Military Metaphors, Unnecessary Admissions, New Blogs, Keeping Secrets

It’s a common scenario: a 90-year-old resident of a U.S. nursing home — call her Ms. B. — has moderately advanced Alzheimer’s disease, congestive heart failure with severe left-ventricular dysfunction, and chronic pain from degenerative joint disease. She develops a nonproductive cough and a fever of 100.4°F. The night nurse calls an on-call physician who is unfamiliar with Ms. B. Told that she has a cough and fever, the physician says to send her to the emergency room, where she’s found to have normal vital signs except for the low-grade fever, a normal basic-chemistry panel and white-cell count, but a possible infiltrate on chest x-ray. She is admitted to the hospital and treated with intravenous fluids and antibiotics. During her second night in the hospital, Ms. B. becomes confused and agitated, climbs out of bed, and falls, fracturing her hip. One week after admission, she is discharged back to the nursing home with coverage under the Medicare Part A benefit. The episode results in about $10,000 in Medicare expenditures, as well as discomfort and disability for Ms. B.

There is an alternative scenario, however . . .

That’s from an article in NEJM called “Reducing Unnecessary Hospitalizations of Nursing Home Residents.” In any health care system of as much complexity as ours, there’s bound to be a huge amount of waste. The article gives a good example of how the skills of NPs might be put to excellent use both saving a lot of money for Medicare and making the lives of nursing home residents a whole lot nicer. It may be cheaper, but it’s not “rationing”—it’s rational.

Now a matter of language rather than money: the Viewpoint essay by Kathleen Thies in the October issue of AJN is about the use of military language to refer to nursing staff. Here’s how it begins, and you can click the link to read the whole article, including the author’s suggestion for an alternative terminology. We’d love to know whether the author’s perspective resonates with you:

How often have you heard the term frontline staff used to refer to direct care nurses and others working at a patient’s bedside? It conjures images of the great world wars, of soldiers marching across battlefields to fight the enemy. The infantry are invariably young, dispensable, interchangeable. Commands are issued by generals and passed down through the ranks. No questions are asked.

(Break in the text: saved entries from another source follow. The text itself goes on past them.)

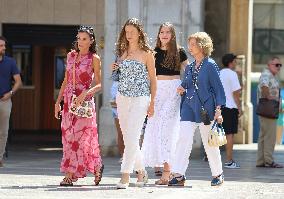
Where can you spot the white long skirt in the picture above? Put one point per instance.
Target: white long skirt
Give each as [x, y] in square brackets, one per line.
[162, 129]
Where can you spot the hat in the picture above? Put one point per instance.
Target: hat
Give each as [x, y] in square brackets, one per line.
[228, 58]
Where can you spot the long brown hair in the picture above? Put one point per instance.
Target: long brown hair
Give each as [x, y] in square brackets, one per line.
[172, 59]
[90, 31]
[122, 43]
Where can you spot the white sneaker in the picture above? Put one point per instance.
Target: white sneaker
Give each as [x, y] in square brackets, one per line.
[142, 183]
[121, 185]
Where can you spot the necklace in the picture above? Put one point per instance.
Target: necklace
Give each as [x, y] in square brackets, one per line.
[131, 53]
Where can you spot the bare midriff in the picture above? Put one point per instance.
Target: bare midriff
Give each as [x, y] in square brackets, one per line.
[167, 77]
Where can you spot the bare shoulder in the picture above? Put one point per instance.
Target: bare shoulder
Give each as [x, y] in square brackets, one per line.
[149, 56]
[96, 57]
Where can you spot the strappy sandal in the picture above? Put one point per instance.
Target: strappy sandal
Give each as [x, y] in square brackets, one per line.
[177, 181]
[66, 182]
[163, 181]
[274, 165]
[99, 175]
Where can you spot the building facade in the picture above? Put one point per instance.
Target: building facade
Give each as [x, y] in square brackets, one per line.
[41, 32]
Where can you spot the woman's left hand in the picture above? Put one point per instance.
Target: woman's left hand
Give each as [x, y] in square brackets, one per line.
[150, 111]
[218, 116]
[79, 100]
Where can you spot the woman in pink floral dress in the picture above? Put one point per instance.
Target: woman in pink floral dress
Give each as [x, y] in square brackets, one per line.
[81, 151]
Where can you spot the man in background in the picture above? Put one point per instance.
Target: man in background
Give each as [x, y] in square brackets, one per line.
[232, 110]
[8, 72]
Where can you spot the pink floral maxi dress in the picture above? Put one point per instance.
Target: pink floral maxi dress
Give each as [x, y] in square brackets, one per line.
[81, 151]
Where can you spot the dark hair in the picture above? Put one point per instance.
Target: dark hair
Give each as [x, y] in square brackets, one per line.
[228, 58]
[172, 59]
[90, 31]
[3, 39]
[122, 43]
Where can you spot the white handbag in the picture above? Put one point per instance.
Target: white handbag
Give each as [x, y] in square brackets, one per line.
[217, 135]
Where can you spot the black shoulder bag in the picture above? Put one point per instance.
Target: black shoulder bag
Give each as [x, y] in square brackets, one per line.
[203, 112]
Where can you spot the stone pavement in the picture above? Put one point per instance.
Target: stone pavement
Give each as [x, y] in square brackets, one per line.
[33, 172]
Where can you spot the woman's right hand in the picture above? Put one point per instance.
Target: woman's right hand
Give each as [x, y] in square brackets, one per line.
[57, 110]
[114, 66]
[180, 90]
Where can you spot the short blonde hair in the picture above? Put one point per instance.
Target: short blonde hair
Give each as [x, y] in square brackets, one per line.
[204, 41]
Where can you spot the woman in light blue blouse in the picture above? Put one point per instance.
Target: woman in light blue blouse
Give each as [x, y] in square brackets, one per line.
[201, 86]
[135, 97]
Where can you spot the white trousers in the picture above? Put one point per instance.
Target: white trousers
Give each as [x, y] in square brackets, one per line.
[5, 110]
[131, 114]
[184, 147]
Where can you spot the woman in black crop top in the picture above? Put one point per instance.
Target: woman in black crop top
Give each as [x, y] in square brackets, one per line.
[161, 131]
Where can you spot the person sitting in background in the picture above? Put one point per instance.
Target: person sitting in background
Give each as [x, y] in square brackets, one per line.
[232, 109]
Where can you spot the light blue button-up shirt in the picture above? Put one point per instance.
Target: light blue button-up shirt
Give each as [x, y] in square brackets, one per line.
[210, 91]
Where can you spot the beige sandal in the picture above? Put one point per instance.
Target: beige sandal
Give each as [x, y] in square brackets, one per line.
[66, 182]
[162, 180]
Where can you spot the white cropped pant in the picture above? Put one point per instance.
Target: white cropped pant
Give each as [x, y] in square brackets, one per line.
[131, 114]
[184, 146]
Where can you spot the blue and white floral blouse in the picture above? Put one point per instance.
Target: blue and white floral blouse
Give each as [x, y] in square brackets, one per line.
[133, 79]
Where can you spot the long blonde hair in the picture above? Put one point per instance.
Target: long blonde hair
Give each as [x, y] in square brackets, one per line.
[172, 59]
[122, 43]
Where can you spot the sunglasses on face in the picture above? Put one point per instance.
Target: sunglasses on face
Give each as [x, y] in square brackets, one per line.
[277, 65]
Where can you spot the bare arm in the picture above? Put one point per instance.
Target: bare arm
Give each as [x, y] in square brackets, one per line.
[265, 92]
[236, 95]
[150, 63]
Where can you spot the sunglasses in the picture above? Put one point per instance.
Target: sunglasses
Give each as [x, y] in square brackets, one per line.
[277, 65]
[86, 28]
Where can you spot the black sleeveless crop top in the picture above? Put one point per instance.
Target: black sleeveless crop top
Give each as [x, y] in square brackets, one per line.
[159, 58]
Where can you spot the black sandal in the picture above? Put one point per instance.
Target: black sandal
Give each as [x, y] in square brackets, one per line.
[99, 175]
[66, 182]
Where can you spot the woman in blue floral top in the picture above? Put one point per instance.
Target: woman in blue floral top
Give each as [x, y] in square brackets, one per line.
[135, 97]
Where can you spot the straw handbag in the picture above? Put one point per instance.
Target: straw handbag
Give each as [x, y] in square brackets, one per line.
[217, 135]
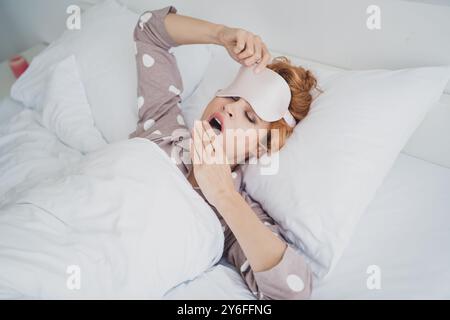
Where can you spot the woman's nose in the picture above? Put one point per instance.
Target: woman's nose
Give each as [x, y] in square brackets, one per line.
[229, 109]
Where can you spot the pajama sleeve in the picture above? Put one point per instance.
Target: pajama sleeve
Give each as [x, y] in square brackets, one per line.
[290, 278]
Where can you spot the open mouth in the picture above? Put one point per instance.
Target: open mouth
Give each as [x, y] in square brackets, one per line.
[216, 124]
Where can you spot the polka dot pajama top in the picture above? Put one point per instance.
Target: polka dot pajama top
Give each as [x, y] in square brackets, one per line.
[161, 121]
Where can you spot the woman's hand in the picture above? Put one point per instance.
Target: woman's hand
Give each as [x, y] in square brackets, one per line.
[211, 169]
[245, 47]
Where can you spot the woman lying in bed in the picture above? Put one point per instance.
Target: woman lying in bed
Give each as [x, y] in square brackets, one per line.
[271, 268]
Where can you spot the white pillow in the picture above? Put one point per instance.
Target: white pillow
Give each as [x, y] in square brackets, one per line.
[65, 109]
[105, 52]
[339, 154]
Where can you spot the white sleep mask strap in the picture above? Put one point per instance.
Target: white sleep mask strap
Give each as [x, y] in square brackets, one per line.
[289, 118]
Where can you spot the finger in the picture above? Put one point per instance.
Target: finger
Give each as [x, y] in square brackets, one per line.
[205, 147]
[265, 60]
[216, 142]
[240, 42]
[256, 57]
[249, 48]
[208, 141]
[209, 131]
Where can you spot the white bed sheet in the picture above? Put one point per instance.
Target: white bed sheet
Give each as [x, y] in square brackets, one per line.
[405, 232]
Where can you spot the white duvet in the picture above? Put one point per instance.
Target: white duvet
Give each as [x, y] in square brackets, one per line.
[120, 222]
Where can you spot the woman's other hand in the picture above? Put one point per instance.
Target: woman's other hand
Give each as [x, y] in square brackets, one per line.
[245, 47]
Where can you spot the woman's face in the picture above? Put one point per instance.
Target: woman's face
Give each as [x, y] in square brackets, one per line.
[238, 125]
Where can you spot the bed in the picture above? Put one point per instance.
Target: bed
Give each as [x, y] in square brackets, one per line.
[400, 246]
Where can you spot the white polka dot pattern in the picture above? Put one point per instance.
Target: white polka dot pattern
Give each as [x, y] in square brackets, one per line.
[144, 18]
[245, 266]
[174, 89]
[147, 60]
[148, 124]
[295, 283]
[180, 120]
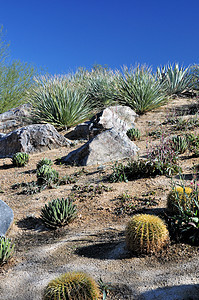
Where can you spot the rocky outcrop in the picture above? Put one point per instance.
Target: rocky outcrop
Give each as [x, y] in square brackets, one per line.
[6, 218]
[31, 139]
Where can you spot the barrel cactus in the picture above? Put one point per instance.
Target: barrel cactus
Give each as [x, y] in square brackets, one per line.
[72, 286]
[20, 159]
[179, 196]
[58, 213]
[146, 234]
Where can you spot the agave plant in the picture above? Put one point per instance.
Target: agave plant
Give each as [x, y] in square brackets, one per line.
[175, 79]
[57, 102]
[140, 90]
[58, 213]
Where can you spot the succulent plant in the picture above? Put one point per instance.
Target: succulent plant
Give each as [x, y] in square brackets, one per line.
[58, 213]
[44, 161]
[146, 234]
[20, 159]
[46, 175]
[72, 286]
[133, 134]
[179, 143]
[6, 250]
[180, 195]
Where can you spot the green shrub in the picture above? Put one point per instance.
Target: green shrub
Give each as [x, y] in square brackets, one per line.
[56, 101]
[6, 250]
[140, 90]
[20, 159]
[133, 134]
[179, 144]
[175, 79]
[146, 234]
[58, 213]
[46, 175]
[44, 161]
[72, 286]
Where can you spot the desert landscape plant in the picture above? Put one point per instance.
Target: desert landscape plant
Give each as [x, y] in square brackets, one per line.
[20, 159]
[146, 234]
[58, 213]
[72, 286]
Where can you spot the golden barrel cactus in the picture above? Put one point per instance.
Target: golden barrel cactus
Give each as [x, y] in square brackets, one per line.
[72, 286]
[179, 195]
[146, 234]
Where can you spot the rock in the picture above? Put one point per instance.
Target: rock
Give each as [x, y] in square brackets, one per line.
[6, 218]
[119, 117]
[31, 139]
[15, 117]
[109, 145]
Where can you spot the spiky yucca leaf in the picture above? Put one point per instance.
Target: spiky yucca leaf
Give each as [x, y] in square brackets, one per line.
[140, 90]
[176, 79]
[146, 234]
[72, 286]
[58, 213]
[6, 250]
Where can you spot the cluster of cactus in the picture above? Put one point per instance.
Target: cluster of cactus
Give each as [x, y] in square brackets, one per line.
[179, 144]
[46, 175]
[72, 286]
[133, 134]
[146, 234]
[6, 250]
[58, 213]
[180, 195]
[20, 159]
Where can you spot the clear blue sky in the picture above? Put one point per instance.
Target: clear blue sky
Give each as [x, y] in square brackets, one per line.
[62, 35]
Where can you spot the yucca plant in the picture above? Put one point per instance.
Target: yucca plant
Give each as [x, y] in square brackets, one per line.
[175, 79]
[72, 286]
[44, 161]
[20, 159]
[58, 213]
[146, 234]
[46, 175]
[56, 101]
[133, 134]
[6, 250]
[139, 89]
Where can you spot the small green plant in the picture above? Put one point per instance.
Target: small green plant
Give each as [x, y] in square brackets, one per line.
[46, 175]
[72, 286]
[179, 144]
[133, 134]
[20, 159]
[44, 161]
[146, 234]
[58, 213]
[6, 250]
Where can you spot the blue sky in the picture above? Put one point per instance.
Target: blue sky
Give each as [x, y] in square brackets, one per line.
[62, 35]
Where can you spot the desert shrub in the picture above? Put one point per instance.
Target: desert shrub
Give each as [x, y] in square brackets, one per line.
[179, 195]
[175, 79]
[6, 250]
[179, 144]
[184, 220]
[46, 175]
[44, 161]
[57, 101]
[146, 234]
[20, 159]
[58, 213]
[139, 89]
[72, 285]
[133, 134]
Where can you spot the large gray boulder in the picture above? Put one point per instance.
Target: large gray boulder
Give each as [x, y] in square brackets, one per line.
[6, 218]
[109, 145]
[31, 139]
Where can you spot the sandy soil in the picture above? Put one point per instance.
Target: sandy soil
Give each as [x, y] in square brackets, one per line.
[95, 241]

Blog roll update: We’ve added some interesting new blogs to our blogroll (they’re not new blogs, actually, just new to our blogroll). A few of them are by MDs, such as The Carlat Psychiatry Blog and Movin’ Meat, and a couple of are by nurses, such as madness: tales of an emergency room nurse, which has a good short post about why it doesn’t always help to be a nurse when your family member is in the hospital (there have been a few posts on this topic lately in different venues, I think?). Also added: The Nursing Ethics Blog, which is run by two people, a nursing professor/ethicist and a philosopher. It should be interesting to explore.

As the editor of the Reflections column (and this blog), I read hundreds of submissions each year about dying patients, with a subgenre of submissions devoted to dying infants or miscarriages. This makes sense: nurses see more than their fair share of loss and tragedy, and it’s inevitable that these are the experiences that will touch them the most deeply, as they are for most of us. Even so, we’re always delighted when someone surprises us with a perspective or a topic we haven’t seen, whether related to death and dying or not. We’ve accepted a few submissions lately that are decidedly upbeat, or even funny. This month’s Reflections, “Keeping Secrets,” has some death and dying too, but the angle struck us as compelling because of its perspective on a time many of us may have forgotten (or been too young to experience), and for its wisdom about the costs and ironies of keeping secrets. Here’s how it begins:

In the spring of 1988, two months after my husband, Clarence, was diagnosed with AIDS, I went to work as a pediatric AIDS nurse at a clinic in New Jersey. Clarence had fought in Vietnam, and now he was on the front lines of this epidemic. I felt a need to be there too. It was a time when treatment options ran out fast. The kids I cared for got very sick and soon died. Activists were marching in the streets with signs proclaiming “Silence = Death,” but for many, AIDS was something to be whispered about or not spoken of at all. I became a keeper of secrets, and one of them was my own.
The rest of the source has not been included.